Podcasts also seem to be immune to showbiz. Perhaps because it is different for celebrities to finally have the camera away from them. More and more celebrities, CEOs, even politicians are guesting on podcasts and starting their own to speak more candidly to their followers, maintain their personal branding, and build their community of fans and supporters.
Unlike in vlogs, ads are seldom integrated throughout the podcasts and are instead given in breaks separate from the program. That removes the worry of podcasts merely tricking into buying stuff, a crime many vlogs and influencers are guilty of. Podcasts, like radio before it, make it clear when something is an ad. And sometimes a little honesty is all you need from ads.
How to start a podcast
Anyone can make a podcast. It's as easy as recording your voice and posting it on social media. But it's different if one intends to capture sincerity while sending out a clear, understandable, well-paced message.

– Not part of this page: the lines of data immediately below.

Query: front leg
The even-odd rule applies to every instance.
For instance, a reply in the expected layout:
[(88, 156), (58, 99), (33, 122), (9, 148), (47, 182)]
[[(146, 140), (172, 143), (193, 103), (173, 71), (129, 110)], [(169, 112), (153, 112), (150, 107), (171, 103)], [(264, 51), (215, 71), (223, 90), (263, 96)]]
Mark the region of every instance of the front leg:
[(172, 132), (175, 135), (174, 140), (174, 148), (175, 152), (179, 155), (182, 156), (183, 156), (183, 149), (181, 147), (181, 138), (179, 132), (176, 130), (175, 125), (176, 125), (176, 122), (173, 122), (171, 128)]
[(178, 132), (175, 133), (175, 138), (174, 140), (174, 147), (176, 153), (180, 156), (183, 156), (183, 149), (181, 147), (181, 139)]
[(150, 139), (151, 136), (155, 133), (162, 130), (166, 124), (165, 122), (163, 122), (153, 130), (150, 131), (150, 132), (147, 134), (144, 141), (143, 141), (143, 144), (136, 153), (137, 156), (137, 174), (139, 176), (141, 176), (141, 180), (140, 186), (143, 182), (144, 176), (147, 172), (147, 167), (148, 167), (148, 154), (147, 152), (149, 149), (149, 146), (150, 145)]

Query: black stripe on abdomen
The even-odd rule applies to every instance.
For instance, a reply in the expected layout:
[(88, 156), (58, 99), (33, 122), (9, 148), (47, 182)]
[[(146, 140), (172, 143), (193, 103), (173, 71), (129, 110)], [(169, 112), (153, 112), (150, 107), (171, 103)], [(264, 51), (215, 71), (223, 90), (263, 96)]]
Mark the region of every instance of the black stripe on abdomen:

It's another difference between vlogs and podcasts: where vlogs with obvious production efforts distract from its realness, podcasts require a certain level of clarity and professionalism for sincerity to come through. If you're speaking your heart out or thinking out loud, you can't be distracted by sound levels or latency or any other technical mumbo-jumbo.
But the truth is, having a production team helps you focus on your voice and your message by taking care of the production and releasing side. By doing this, you and your audience could focus on the stuff that matters in podcasts: real connections through sincere, honest conversations and exchange of thoughts.